EXCERPTS
Can you imagine the headlines if we had for-profit schools that consistently put children’s safety at risk, yet continued to receive government funding? What if their results were demonstrably worse than government or community-run schools? Would we accept that as a country?
Apparently we do if the institutions educate our most vulnerable children – the youngest. Wednesday’s report in the Herald that childcare centres run by big corporates and private equity companies deliver much poorer quality than those run by community and not-for-profit companies is not news to many of us in the sector.
What is news is the extent of it. The article outlined new research compiled on the back of freedom-of-information requests by the United Workers Union to state government departments that regulate early education and care centres.
These departments do spot checks on these centres and the centres have to report to them any adverse incidents, such as when they lock a child inside at the end of the day (yes, it happens). The information the union received showed that the big for-profit companies put children most at risk. They are the ones making a hash of complying with the regulations laid down to keep children safe.
The statistic that is most damning? Take your pick. Is it that a whopping 74 per cent of the 12,000 enforcement actions taken against centres in the past six years have involved for-profit centres? Or is it that for-profit long day-care centres are twice as likely to be rated as not meeting the national quality standards? Or that the big three for-profits – G8, Affinity and Busy Bees – had seven times the number of centres not meeting the national quality standards as the big not-for-profits, Goodstart, KU and C&K.

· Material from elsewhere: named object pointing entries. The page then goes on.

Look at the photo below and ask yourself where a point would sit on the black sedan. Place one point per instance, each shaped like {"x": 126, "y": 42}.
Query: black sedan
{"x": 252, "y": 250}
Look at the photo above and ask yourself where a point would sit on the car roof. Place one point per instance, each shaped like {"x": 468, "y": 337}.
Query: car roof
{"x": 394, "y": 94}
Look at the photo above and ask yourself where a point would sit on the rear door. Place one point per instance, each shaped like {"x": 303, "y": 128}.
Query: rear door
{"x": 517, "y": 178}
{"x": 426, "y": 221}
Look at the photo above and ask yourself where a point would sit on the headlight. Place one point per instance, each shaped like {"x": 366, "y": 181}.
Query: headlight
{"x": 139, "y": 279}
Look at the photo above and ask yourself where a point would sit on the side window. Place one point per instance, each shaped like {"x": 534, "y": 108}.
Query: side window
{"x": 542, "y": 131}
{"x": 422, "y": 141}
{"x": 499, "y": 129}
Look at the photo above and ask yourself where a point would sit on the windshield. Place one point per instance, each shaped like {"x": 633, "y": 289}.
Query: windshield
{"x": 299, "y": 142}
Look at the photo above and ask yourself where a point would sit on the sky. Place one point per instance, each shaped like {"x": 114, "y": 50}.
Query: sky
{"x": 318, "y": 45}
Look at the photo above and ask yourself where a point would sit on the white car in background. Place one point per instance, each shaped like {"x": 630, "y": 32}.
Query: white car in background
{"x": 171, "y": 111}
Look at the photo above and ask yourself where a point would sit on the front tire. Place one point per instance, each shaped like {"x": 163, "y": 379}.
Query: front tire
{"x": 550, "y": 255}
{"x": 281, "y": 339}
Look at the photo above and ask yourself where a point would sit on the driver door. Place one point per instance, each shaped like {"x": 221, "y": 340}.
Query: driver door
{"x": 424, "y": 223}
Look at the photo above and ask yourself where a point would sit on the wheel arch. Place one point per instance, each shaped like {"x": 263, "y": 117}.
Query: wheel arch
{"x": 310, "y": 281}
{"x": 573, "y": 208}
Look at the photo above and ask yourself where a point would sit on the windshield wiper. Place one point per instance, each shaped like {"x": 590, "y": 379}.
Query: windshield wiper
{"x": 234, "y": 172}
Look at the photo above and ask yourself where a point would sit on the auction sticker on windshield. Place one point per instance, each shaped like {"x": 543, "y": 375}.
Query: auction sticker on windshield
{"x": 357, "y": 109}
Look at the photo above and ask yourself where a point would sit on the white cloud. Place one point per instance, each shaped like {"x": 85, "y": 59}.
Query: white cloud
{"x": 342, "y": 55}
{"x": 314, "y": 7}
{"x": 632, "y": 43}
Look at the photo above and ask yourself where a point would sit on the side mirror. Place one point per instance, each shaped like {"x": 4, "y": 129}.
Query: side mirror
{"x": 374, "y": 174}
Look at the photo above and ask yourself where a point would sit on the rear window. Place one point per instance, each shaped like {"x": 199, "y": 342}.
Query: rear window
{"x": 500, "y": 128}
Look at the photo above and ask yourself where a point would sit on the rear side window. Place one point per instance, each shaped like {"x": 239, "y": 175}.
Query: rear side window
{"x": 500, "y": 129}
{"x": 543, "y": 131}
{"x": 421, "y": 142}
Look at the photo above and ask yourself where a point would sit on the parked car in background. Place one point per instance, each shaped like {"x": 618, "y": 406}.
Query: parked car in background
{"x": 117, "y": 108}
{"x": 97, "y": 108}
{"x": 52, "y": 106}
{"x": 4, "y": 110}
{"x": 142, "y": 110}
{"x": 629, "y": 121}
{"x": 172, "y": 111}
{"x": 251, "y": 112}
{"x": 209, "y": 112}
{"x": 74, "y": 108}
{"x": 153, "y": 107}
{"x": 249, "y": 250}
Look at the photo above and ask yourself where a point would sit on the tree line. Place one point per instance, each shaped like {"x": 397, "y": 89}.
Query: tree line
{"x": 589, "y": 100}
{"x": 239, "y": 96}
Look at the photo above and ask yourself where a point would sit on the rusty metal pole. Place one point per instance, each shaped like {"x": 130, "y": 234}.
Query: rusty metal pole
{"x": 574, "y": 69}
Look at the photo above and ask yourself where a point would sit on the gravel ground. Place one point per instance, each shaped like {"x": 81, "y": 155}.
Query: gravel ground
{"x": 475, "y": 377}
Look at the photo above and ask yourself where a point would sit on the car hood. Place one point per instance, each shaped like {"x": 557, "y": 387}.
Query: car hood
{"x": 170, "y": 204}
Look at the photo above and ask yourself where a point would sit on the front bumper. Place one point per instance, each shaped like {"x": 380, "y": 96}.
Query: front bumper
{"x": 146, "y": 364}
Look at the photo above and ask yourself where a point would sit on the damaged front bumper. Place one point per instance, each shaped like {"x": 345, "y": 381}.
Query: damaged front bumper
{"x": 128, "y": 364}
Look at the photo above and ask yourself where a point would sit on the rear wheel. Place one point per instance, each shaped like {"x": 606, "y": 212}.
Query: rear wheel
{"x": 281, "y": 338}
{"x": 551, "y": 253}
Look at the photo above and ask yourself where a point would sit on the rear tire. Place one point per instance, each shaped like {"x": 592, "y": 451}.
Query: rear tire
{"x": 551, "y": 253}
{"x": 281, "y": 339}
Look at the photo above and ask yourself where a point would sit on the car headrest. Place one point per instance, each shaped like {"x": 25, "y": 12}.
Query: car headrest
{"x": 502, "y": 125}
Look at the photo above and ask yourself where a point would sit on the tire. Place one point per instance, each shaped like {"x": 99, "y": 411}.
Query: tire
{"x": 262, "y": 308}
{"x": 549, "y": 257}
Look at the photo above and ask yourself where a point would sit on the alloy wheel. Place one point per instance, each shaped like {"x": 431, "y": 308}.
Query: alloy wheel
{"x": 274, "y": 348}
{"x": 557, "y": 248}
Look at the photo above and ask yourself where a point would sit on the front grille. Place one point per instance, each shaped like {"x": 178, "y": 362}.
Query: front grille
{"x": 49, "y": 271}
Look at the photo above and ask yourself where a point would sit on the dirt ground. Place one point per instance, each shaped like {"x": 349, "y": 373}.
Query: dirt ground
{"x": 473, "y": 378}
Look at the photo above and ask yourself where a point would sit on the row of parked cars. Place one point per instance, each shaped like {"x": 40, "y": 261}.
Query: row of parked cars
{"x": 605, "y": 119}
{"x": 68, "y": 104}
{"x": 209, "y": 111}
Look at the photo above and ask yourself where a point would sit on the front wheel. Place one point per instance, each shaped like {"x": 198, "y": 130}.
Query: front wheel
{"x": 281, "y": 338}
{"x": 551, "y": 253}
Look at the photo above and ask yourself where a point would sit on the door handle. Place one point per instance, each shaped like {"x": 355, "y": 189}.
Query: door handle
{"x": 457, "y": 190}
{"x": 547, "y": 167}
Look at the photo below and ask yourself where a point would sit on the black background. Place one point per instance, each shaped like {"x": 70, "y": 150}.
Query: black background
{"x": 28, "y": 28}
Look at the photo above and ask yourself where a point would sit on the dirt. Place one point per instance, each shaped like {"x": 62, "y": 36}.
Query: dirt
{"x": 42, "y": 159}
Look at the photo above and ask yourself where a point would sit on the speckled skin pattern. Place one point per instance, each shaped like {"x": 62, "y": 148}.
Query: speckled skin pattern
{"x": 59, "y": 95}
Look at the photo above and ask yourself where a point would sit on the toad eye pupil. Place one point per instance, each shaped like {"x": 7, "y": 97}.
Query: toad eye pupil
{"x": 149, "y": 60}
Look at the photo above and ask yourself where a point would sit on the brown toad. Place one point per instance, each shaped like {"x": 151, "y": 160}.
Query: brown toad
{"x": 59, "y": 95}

Should our real damnation be reserved for the governments that allow this to happen? It’s not like they are ignorant of it. The NSW Department of Education approves these services to operate and then responds when they breach the regulations and fail to meet the quality standards. And the federal Department of Education allows them to stuff their pockets with the $10 billion of annual funding given to families to help with the horrendously high cost of childcare.

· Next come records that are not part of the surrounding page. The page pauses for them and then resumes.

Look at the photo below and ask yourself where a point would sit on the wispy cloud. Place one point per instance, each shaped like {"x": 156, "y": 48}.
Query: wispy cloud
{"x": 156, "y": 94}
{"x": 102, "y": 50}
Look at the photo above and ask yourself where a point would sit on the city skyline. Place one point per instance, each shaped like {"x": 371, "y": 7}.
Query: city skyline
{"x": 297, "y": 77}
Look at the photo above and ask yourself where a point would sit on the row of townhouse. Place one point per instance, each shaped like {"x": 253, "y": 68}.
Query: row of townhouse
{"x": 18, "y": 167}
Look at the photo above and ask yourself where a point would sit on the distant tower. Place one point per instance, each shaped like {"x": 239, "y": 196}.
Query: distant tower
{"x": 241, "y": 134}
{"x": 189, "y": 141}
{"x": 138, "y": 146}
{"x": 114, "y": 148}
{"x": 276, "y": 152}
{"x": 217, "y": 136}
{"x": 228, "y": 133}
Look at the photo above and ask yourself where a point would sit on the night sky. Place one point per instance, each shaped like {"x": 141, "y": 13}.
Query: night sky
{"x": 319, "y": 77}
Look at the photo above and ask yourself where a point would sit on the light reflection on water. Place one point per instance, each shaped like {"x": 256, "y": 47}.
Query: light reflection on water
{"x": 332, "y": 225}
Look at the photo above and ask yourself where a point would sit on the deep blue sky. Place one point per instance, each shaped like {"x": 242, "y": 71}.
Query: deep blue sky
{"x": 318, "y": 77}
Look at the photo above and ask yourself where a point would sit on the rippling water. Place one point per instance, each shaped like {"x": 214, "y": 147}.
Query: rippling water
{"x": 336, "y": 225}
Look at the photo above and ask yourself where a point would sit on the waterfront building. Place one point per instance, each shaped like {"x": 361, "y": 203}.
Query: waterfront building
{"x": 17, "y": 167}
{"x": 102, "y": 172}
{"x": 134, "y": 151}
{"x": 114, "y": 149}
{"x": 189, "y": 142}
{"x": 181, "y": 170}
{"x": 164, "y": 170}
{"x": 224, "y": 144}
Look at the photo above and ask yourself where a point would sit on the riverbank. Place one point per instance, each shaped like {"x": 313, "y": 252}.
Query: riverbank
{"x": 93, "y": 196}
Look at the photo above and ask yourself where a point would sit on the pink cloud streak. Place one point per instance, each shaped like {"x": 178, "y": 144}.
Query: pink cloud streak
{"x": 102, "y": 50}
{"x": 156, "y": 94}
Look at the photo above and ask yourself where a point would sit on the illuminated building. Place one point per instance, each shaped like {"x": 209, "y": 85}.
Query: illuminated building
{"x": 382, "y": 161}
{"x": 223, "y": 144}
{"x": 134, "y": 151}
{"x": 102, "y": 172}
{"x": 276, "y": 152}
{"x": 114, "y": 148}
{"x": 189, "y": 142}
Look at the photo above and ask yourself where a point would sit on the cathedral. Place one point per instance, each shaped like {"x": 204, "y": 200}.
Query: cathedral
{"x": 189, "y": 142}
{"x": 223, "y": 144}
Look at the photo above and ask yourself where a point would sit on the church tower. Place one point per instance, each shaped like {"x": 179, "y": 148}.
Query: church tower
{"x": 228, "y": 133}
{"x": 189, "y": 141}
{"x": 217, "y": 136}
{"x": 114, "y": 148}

Both departments know full well that the highest quality providers of early education and care are almost always the ones that are not in the industry to make a buck – the services run by local government, small community organisations and the big not-for-profit organisations. Yet successive governments have let the large corporate providers grow to the point where they now provide 50 per cent of all services for our youngest children.
We don’t let primary and high schools get any public money if they take a profit. Even our biggest private schools are, at least notionally, not-for-profit. But for some reason we have a whole different set of rules for our youngest children.
Want to make money for your shareholders or your multinational private equity investors by cutting corners on the care and education of babies and toddlers and pre-schoolers? Come right in! We’ll happily ignore the fact that we keep having to force you to comply with the laws designed to keep those children safe. We will happily ignore the fact that your services don’t meet the national quality standards. In fact, not only will we ignore it, but we will also give you a heap of government funding to keep doing it.
Educators and early childhood teachers pay the price for this lower quality care. The only way to make money out of education and care is by employing the minimum number of educators to do the job and keeping their wages low. Those educators are paid a pittance, meaning many leave after just a few years. You try looking after four babies at a time by yourself. But it is the children that lose the most. Money that could be used towards giving them a better education is instead used to line the pockets of shareholders.
We now have the statistics. We know the policy decisions to support for-profit centres has resulted in more safety breaches, which put children at risk. This begs the question: why is the government letting these corporate providers grow bigger, when we know their quality is so poor?